Physicians need to understand stopping rules, which prompt investigators to stop a trial because an intervention has unrecognized potential harms or benefits larger than expected, making it unethical to continue one way or another.
Next, how many events are enough? Dr. Montori said a best guess is somewhere between 200 and 400, with earlier termination acceptable when the harms are already known or when harms and costs are known to be negligible.
Dr. Montori remembers one study of perioperative beta blockers (N Engl J Med. 1999 Dec 9;341(24):1789-94) that stopped early when an interim analysis showed a 100% reduction in risk of heart attacks with only nine events in the trial and 80% reduction in deaths with only 11 events in the trial with 20 primary endpoint events total. Perioperative beta-blockers became a recommended intervention in guidelines and a quality improvement target for hospitals.
A later study of more than 8,000 patients taken to completion confirmed that beta-blockers could reduce the risk of heart attacks by 30%, but also doubled the risk of disabling strokes and increased the risk of death by about 30%.
Very few studies absolutely settle a question and physicians always see incomplete information in the medical literature, Dr. Goodman said. He recommended that doctors look at studies combined, not just one study, to make better informed decisions for their patients. He advised particularly noting the limitations sections of articles.
Also look at the methods section and the last paragraph labeled “statistical analysis,” what many doctors consider “a big yawn,” advised Brian Haynes, MACP, PhD, editor, ACP Journal Club PLUS, professor of clinical epidemiology and medicine at McMaster. “Look at what they were looking for and what they found and if there's an incredible difference, don't believe it.”
Dr.
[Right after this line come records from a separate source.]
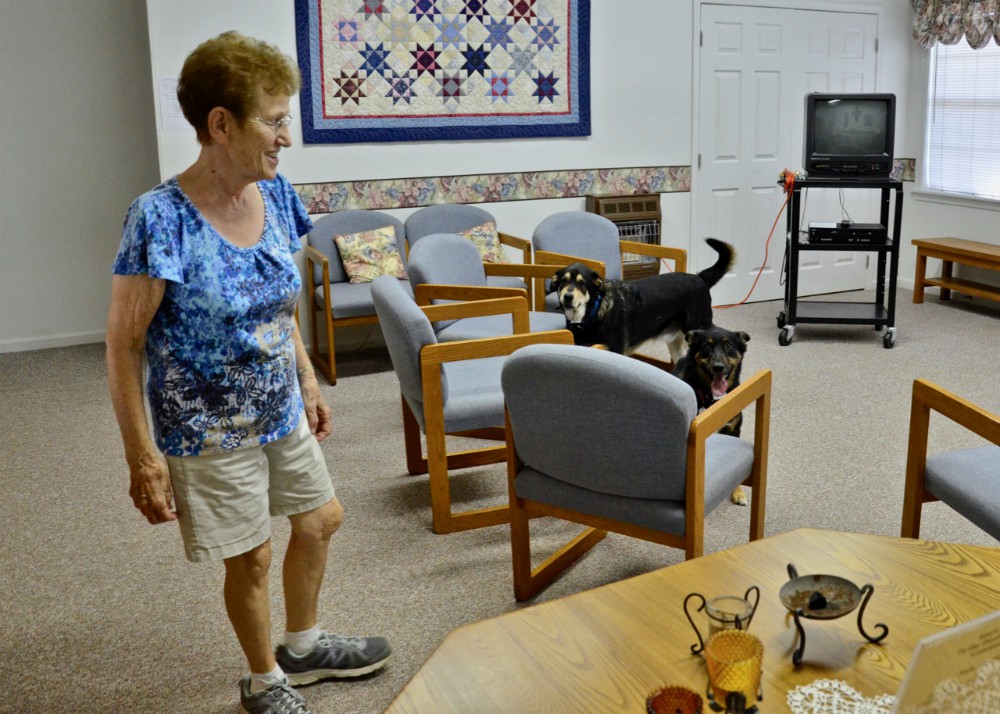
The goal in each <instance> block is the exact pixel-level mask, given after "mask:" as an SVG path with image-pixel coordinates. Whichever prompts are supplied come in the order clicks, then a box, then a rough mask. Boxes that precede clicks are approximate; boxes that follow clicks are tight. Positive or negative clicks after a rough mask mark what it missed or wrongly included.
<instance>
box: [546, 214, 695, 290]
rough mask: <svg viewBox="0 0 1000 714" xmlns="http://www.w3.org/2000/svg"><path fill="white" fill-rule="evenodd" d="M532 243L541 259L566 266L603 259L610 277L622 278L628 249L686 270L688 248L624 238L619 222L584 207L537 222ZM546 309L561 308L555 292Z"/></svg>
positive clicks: (592, 266) (604, 267)
mask: <svg viewBox="0 0 1000 714" xmlns="http://www.w3.org/2000/svg"><path fill="white" fill-rule="evenodd" d="M531 243H532V247H533V248H534V251H535V261H536V262H538V263H555V264H557V265H560V266H565V265H569V264H570V263H573V262H576V261H580V262H584V263H587V261H600V262H601V263H602V264H603V270H602V271H600V272H602V274H603V275H604V277H606V278H608V279H610V280H622V279H623V262H624V256H625V254H627V253H635V254H637V255H645V256H649V257H652V258H656V259H657V260H661V259H665V260H669V261H672V262H673V269H674V270H675V271H676V272H678V273H683V272H686V271H687V251H685V250H684V249H682V248H668V247H666V246H662V245H650V244H648V243H639V242H637V241H627V240H621V239H620V238H619V234H618V226H616V225H615V224H614V223H613V222H611V221H609V220H608V219H607V218H605V217H604V216H599V215H597V214H596V213H588V212H585V211H563V212H561V213H554V214H552V215H551V216H549V217H548V218H546V219H544V220H543V221H542V222H541V223H539V224H538V225H537V226H535V230H534V233H532V236H531ZM591 267H592V268H593V267H594V266H593V265H591ZM595 269H597V268H595ZM546 309H549V310H558V309H559V305H558V300H556V298H555V296H553V295H550V296H548V297H547V298H546Z"/></svg>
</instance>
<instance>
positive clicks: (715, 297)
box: [688, 4, 878, 305]
mask: <svg viewBox="0 0 1000 714" xmlns="http://www.w3.org/2000/svg"><path fill="white" fill-rule="evenodd" d="M700 10H701V15H700V28H701V49H700V53H699V71H698V75H699V82H698V87H697V88H696V94H697V102H698V113H697V116H696V117H695V132H694V133H695V138H694V140H695V146H696V149H697V151H696V153H697V155H698V159H697V161H696V163H695V166H694V180H693V187H692V190H693V191H694V194H695V195H694V197H693V199H694V205H695V216H694V227H695V230H694V232H693V236H694V240H693V241H692V249H691V254H692V259H691V260H689V267H688V270H692V271H697V270H701V269H702V268H704V267H706V266H708V265H710V264H711V263H713V262H714V260H715V257H716V256H715V251H713V250H712V249H711V248H709V247H708V246H707V245H705V243H704V240H703V239H704V238H705V237H709V236H711V237H715V238H719V239H721V240H724V241H726V242H727V243H731V244H732V245H733V246H734V247H735V248H736V254H737V262H736V265H735V267H734V269H733V271H732V272H731V273H730V274H729V275H727V276H726V278H725V279H723V281H722V282H721V283H719V285H718V286H716V287H715V288H714V289H713V290H712V300H713V302H714V303H715V304H716V305H721V304H729V303H734V302H738V301H740V300H743V299H744V298H745V297H746V296H747V294H748V293H749V292H750V290H751V287H752V286H753V285H754V281H755V280H757V284H756V287H754V288H753V294H752V295H751V296H750V298H749V299H750V301H758V300H775V299H780V298H782V297H783V296H784V287H783V284H784V281H783V274H782V261H783V258H784V253H785V233H786V229H785V215H786V214H782V216H781V218H780V220H779V221H778V223H777V226H775V228H774V233H773V235H771V239H770V243H769V244H768V243H767V238H768V235H769V233H770V232H771V228H772V226H773V225H774V223H775V217H776V216H777V214H778V211H779V210H780V209H781V206H782V204H783V203H784V199H785V194H784V193H783V191H782V189H781V187H780V186H779V185H778V183H777V182H778V177H779V175H780V173H781V171H782V170H783V169H785V168H788V169H792V170H800V169H801V168H802V135H803V107H804V103H805V95H806V93H808V92H817V91H824V92H848V91H850V92H862V91H864V92H871V91H875V43H876V35H877V30H878V22H877V20H878V18H877V16H876V15H874V14H867V13H846V12H827V11H816V10H795V9H789V8H766V7H748V6H742V5H741V6H736V5H710V4H702V5H701V6H700ZM841 194H843V195H841ZM877 194H878V192H875V191H844V192H840V191H835V190H831V189H826V190H822V189H812V190H811V191H809V194H808V196H806V197H805V201H804V212H803V216H802V226H803V228H804V227H805V226H807V225H808V222H809V221H834V220H841V219H842V218H847V217H850V218H851V219H852V220H854V221H856V222H865V223H871V222H878V200H877V199H878V195H877ZM842 202H843V203H842ZM765 253H766V258H765ZM761 266H763V269H762V268H761ZM758 274H759V275H760V277H759V279H758ZM866 275H867V271H866V254H865V253H853V252H845V253H839V252H832V251H813V252H803V253H800V264H799V295H800V296H802V295H816V294H820V293H828V292H836V291H841V290H856V289H860V288H863V287H865V286H866V284H867V283H868V282H870V281H869V280H867V278H866Z"/></svg>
Guyatt recommended being skeptical when looking at any drug's first trial. “Find evidence-based sources that pay less attention to what's hot off the press. Do not jump quickly at what is new, especially if it's expensive and disseminated with great enthusiasm,” he said.
Steps should be taken to lessen the impact of trials stopped early. Editorial writers can point out study limitations to readers, Dr. Montori said. Already, some data monitoring committees are setting up policies to avoid introducing bias while satisfying requirements of institutional review boards or funding agencies for having stopping rules in place.
For now, busy practitioners need to critically examine the evidence and, in the case of early stopping, be extra critical, Dr. Haynes advised. “I see this as the dark side of progress.”